December 6, 2016–January 15, 2017
Lin & Lin Gallery
No. 16, Dongfeng St
Da’an District
Taipei
Bianwen was originally a written record of oral Buddhist teachings that arose after the religion spread from India to China. The teachings were adapted from esoteric Sutras by sujiang (folk recitation) monks who strove to spread Buddhism among ordinary people by chanting easy to understand stories. These chants and bianwen texts become very popular, and gradually shed their Buddhist character as they were developed into legends, novels, operas, music and other folk art forms to satisfy popular taste.
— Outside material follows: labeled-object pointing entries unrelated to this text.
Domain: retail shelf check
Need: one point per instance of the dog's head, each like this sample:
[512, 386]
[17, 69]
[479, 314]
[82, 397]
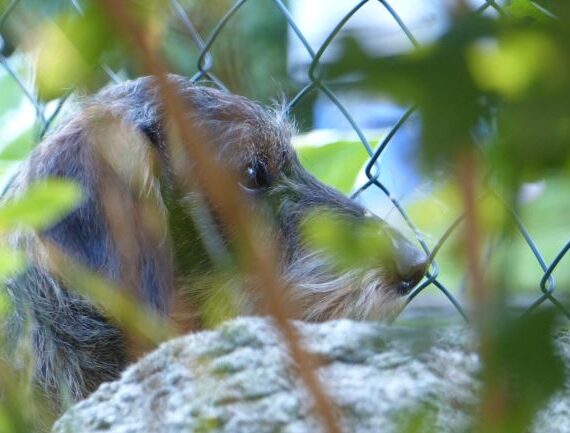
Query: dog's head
[255, 143]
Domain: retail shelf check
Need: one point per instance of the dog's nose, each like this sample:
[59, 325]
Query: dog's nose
[410, 263]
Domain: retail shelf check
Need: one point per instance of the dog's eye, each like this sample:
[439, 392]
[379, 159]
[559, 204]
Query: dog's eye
[256, 176]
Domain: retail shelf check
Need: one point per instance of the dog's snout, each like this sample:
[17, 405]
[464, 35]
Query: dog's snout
[410, 263]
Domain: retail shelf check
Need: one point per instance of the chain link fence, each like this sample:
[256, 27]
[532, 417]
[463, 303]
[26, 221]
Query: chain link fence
[205, 62]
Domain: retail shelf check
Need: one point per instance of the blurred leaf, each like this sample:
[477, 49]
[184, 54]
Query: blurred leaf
[11, 262]
[523, 369]
[437, 78]
[42, 205]
[11, 93]
[71, 46]
[5, 307]
[513, 64]
[20, 147]
[526, 9]
[335, 164]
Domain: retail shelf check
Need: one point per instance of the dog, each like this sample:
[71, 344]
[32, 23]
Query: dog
[140, 226]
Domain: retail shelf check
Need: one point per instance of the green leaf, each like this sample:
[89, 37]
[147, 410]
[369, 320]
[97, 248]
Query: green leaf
[42, 205]
[71, 46]
[20, 147]
[335, 164]
[11, 262]
[523, 370]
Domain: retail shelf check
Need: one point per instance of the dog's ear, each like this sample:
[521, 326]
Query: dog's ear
[121, 228]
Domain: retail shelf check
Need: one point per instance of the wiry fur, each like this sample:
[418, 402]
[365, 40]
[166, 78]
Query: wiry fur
[138, 229]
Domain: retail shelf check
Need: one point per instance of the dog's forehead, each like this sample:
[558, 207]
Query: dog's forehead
[242, 128]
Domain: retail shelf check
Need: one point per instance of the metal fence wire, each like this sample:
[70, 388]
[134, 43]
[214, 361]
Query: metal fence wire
[546, 285]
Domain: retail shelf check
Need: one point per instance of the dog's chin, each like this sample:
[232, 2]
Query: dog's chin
[316, 293]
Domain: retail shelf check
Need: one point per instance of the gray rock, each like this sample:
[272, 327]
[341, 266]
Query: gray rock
[238, 379]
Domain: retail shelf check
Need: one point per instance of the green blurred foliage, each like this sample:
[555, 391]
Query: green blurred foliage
[515, 69]
[522, 371]
[336, 164]
[81, 42]
[43, 204]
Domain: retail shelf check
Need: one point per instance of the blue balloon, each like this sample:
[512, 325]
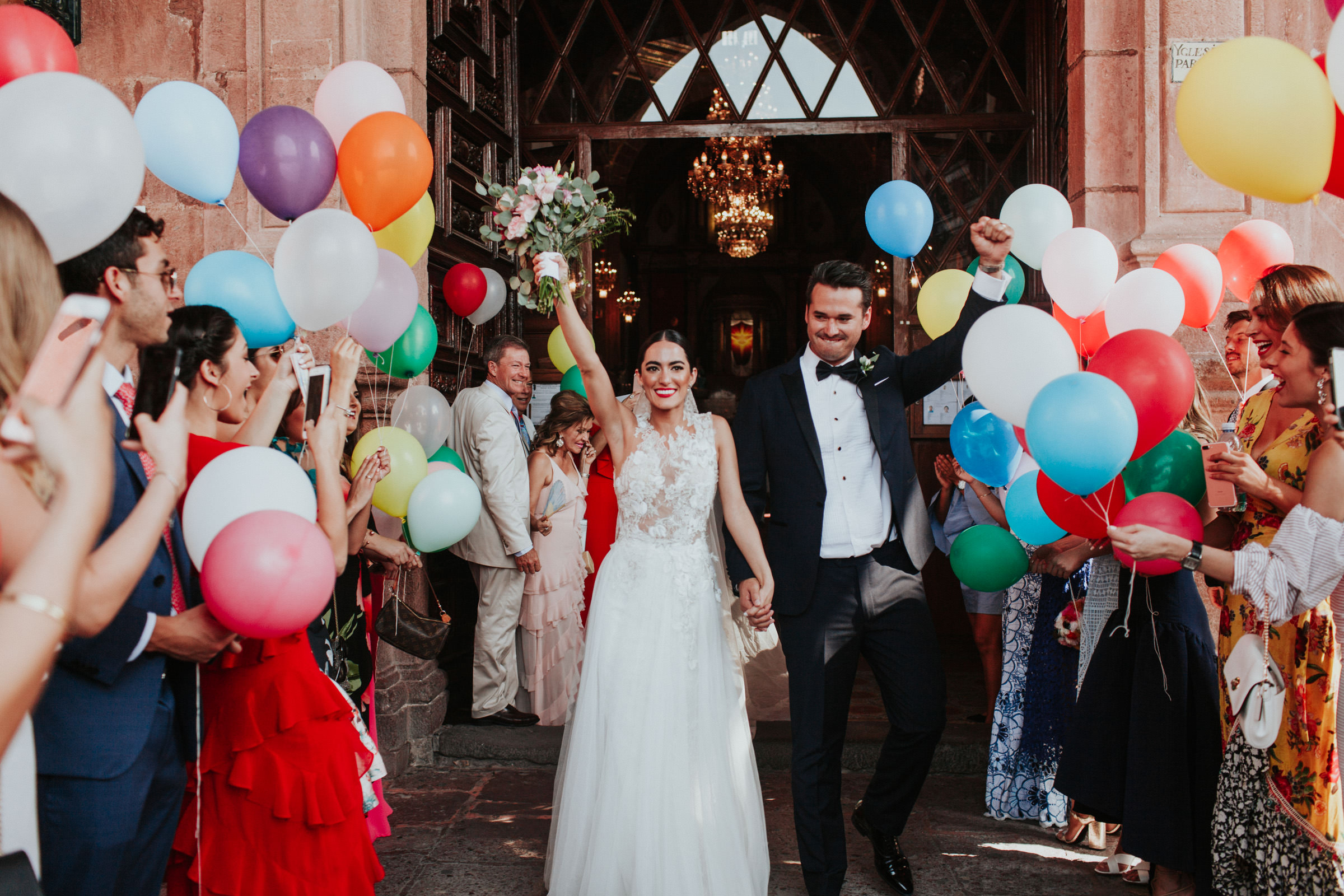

Chen Chieh-jen has always seen film making as an activity that can bring together dissidents or those who have been marginalized, an opportunity to freely investigate any topic, a means of breaking through existing barriers between professionals and amateurs, and an experiment in forming temporary, heterogeneous communities. Inspired by bianwen’s intercultural qualities, adaptability and the multiple forms it has assumed throughout history, Chen has reassembled his ten years of creating storyboards for his video artwork, documentary photographs, symbolic items, film clips, and temporary screening venues into an installation titled The Bianwen Book I. The installation is a contemporary, three-dimensional admix of video, writing, painting, installation art and film and theater sets.
Unlike sujiang chants and bianwen texts, Chen’s Bianwen book does not reinterpret, convert or rewrite canonical theories. Rather, it presents dissent through re-imagining and re-writing the narratives of people and events that are made invisible or difficult to define by bio-politics and the structure of the political economy.
Born in 1960 in Taoyuan, Taiwan, Chen Chieh-jen currently lives and works in Taipei, Taiwan. Chen employed extra-institutional underground exhibitions and guerrilla-style art actions to challenge Taiwan’s dominant political mechanisms during a period marked by the Cold War, anti-communist propaganda and martial law (1950–87). After martial law ended, Chen ceased art activity for eight years and returned to art in 1996. He has held solo exhibitions at the Mudam Luxembourg; the Taipei Fine Arts Museum; Redcat art center in Los Angeles; the Museo Nacional Centro De Arte Reina Sofia in Madrid; the Asia Society in New York; and the Galerie nationale du Jeu de Paume in Paris. Group exhibitions include: the Venice Biennial, São Paulo Biennial, Lyon Biennial, Liverpool Biennial, etc.